New Street Consulting Group found the average pay for FTSE100 women directors is £237,000 whereas for men it stands at £875,900

Women directors of the UK’s top companies are being paid average of 73% less than their male counterparts, a new study has found.

Research from New Street Consulting Group found the average pay for FTSE100 women directors is £237,000 whereas for men it stands at £875,900.

The group also found women executives earn £1.5m on average, compared with an average of £2.5m for men in the same role.

These gaps are mainly due to the fact 91% of women directors at FTSE100 companies are non-executive directors (NEDs), the research said.

Back in March Fox & Partners conducted similar research on FTSE350 companies, finding a 66% gender pay gap at FTSE-350 financial services firms remains because of the tendency to appoint women to lower-paid NED roles.

Catriona Watt, partner at Fox & Partners, said: “In order to see long term change, firms must be committed to taking steps that will lead to more women progressing through the ranks, getting into senior executive positions and closing the pay gap.”

See also: – Appointing women NEDs at finance firms won’t solve gender pay gap

This latest research at FTSE100 companies shows the same issues exist.

Action is starting to be taken, with investment firms beginning to vote against company boards lacking diversity, and the Financial Conduct Authority considering requiring listed companies to have at least two diverse directors.
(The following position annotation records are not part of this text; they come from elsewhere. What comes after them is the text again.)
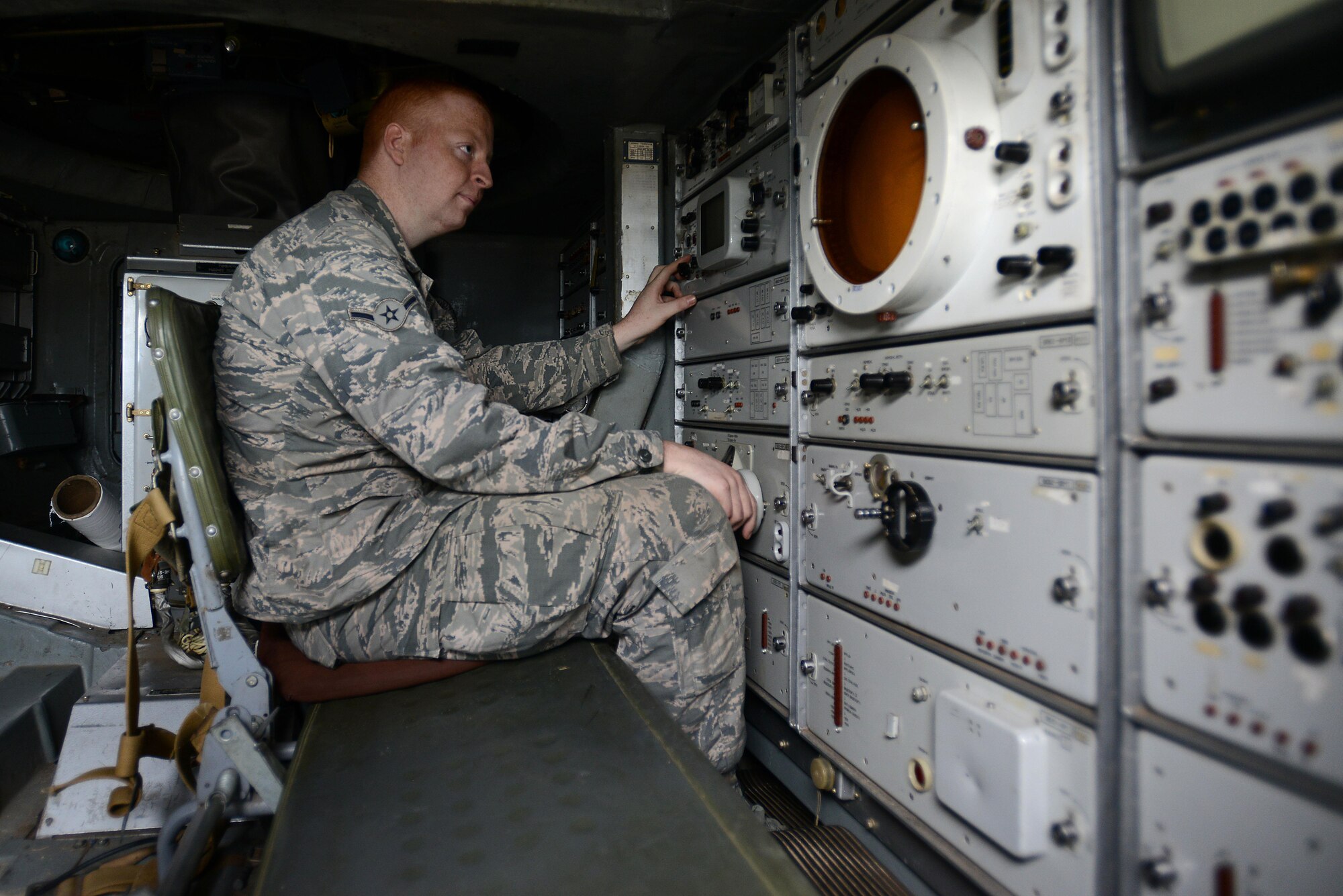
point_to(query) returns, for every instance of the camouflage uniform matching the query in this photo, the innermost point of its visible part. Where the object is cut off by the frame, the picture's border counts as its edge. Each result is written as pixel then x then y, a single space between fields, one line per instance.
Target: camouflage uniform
pixel 400 503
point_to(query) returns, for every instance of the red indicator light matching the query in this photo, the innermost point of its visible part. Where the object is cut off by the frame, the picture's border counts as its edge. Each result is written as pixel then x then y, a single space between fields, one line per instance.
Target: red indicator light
pixel 839 686
pixel 1216 332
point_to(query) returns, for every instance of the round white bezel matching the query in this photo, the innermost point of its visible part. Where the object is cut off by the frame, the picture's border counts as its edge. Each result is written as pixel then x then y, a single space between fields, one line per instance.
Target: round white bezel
pixel 957 95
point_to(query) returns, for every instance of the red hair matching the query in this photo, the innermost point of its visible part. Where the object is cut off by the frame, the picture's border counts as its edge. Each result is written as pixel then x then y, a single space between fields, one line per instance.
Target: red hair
pixel 410 105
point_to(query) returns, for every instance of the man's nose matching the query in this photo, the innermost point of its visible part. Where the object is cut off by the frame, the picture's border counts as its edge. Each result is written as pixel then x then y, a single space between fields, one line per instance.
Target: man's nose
pixel 483 176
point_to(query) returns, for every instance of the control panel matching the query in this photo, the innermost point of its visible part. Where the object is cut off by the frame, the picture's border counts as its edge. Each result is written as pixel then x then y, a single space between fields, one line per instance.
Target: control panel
pixel 582 283
pixel 949 175
pixel 999 777
pixel 747 113
pixel 739 227
pixel 1240 307
pixel 1243 585
pixel 996 560
pixel 1211 831
pixel 768 456
pixel 139 379
pixel 836 26
pixel 746 318
pixel 769 642
pixel 738 391
pixel 1029 392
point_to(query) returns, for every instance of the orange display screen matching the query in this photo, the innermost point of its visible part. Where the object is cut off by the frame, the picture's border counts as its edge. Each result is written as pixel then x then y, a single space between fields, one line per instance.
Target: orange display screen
pixel 874 166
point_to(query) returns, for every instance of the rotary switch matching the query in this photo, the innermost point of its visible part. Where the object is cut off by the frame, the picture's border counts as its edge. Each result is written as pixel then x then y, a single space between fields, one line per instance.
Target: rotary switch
pixel 887 381
pixel 1066 393
pixel 907 514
But more will need to happen to close these gaps.

“Most businesses want to end the old boys club that exists at the top,” said Claire Carter, director in the interim management team at New Street Consulting Group.

“The key to doing that will be ensuring that women have more executive responsibilities and are trained and prepared properly for taking on that responsibility. Allocating them with the right assignments and projects is essential to that process.”